Anna comenzó a ponerse nerviosa. Se veía perdido, ausente de sí mismo o de ella, pero muy lejos de aquí.

―¿Qué pasará al volver? ―pregunta.

Ella contiene el aliento durante unos segundos.

―Sé sincera ―le pide. Sus ojos azules se ven torturados.

―No lo sé ―le responde, y es la respuesta más sincera que alguna vez ha ofrecido.

―¿Qué va a cambiar?

―Tú sabes que va a cambiar.

Él. Ella estaba refiriéndose a él.

―Lo olvidaré ―teoriza―. Haré de cuenta que nada pasó aquí.

No estaba seguro si era la respuesta que ella esperaba, pero sí distinguió algo que le hizo pedazos el alma: la fragilidad en sus ojos. Lo que acababa de decirle había conseguido herirla.

―Es lo que tú crees ―le dijo―, pero yo no tengo una puñetera idea de lo que va a pasar.

Anna abrió los ojos como platos. Jamás lo imaginó utilizando ese tipo de palabras.

―En caso de que lo dudes, me estás volviendo loco. Si me dices que no sientes esta misma confusión, voy a darme la vuelta y llamaré a alguien para devolvernos a la realidad. O puedes admitir que tu cabeza da tantas vueltas como la mía cuando nos acercamos y empezaremos a crear una nueva realidad. La que más te guste, eso no importa. A estas alturas ya estoy bastante perdido para protestar.

Anna alcanzó a despegar los labios solo para buscar desesperadamente oxígeno.

Por supuesto que su cabeza daba vueltas. Solo tenía que ver con quien se había liado: Charles Queen, su némesis personal ¿Cuándo había comenzado a sentir esa atracción absurda hacia el mujeriego favorito de Inglaterra? ¿Cuándo dejó que el deseo empañara su razón?

¿Cómo iba a librarse de esa atracción ahora, cuando él la miraba con aquellos ojos preñados de tantas dudas como los suyos?

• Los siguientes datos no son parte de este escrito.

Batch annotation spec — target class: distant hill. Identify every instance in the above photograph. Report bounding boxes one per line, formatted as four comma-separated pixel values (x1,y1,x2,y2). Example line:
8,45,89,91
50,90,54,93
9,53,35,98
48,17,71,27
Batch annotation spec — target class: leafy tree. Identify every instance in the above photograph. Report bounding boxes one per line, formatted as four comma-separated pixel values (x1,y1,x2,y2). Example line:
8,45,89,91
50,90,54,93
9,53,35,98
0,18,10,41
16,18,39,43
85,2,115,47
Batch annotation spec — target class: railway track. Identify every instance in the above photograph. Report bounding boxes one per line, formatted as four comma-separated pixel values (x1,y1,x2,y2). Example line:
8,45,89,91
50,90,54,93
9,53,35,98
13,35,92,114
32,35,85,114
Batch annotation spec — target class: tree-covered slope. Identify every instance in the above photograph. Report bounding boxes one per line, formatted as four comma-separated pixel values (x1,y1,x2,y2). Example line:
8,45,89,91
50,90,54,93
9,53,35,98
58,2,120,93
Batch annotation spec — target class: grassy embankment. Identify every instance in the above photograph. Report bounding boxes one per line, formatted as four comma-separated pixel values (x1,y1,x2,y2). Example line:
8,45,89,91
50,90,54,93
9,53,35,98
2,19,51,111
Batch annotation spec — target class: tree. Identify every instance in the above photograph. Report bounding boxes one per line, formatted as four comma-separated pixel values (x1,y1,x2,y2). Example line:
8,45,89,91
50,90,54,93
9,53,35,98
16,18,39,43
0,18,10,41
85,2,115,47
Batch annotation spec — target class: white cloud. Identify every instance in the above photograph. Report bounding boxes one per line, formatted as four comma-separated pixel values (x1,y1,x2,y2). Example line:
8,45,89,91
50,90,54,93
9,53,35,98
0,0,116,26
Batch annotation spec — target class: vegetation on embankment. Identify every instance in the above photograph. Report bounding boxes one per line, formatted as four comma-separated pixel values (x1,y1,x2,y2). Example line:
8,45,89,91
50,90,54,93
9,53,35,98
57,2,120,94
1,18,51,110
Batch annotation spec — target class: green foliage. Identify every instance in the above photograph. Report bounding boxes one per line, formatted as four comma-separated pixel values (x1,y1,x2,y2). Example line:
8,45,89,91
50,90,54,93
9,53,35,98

En el fondo lo sabía: mientras estuvieran en la misma habitación, desnudos, uno junto al otro, la cabeza no iba a funcionarle. Le temblaban las rodillas. Oh...

Apagó la estufa, se paró de puntillas y se lanzó a sus brazos. No valía la pena luchar contra eso, no mientras lo tuviera así, tan cerca de su propio cuerpo. Sea cual sea la decisión que tomaran, sabía que la misma sería decidida entre las suaves y finas sábanas de su cama.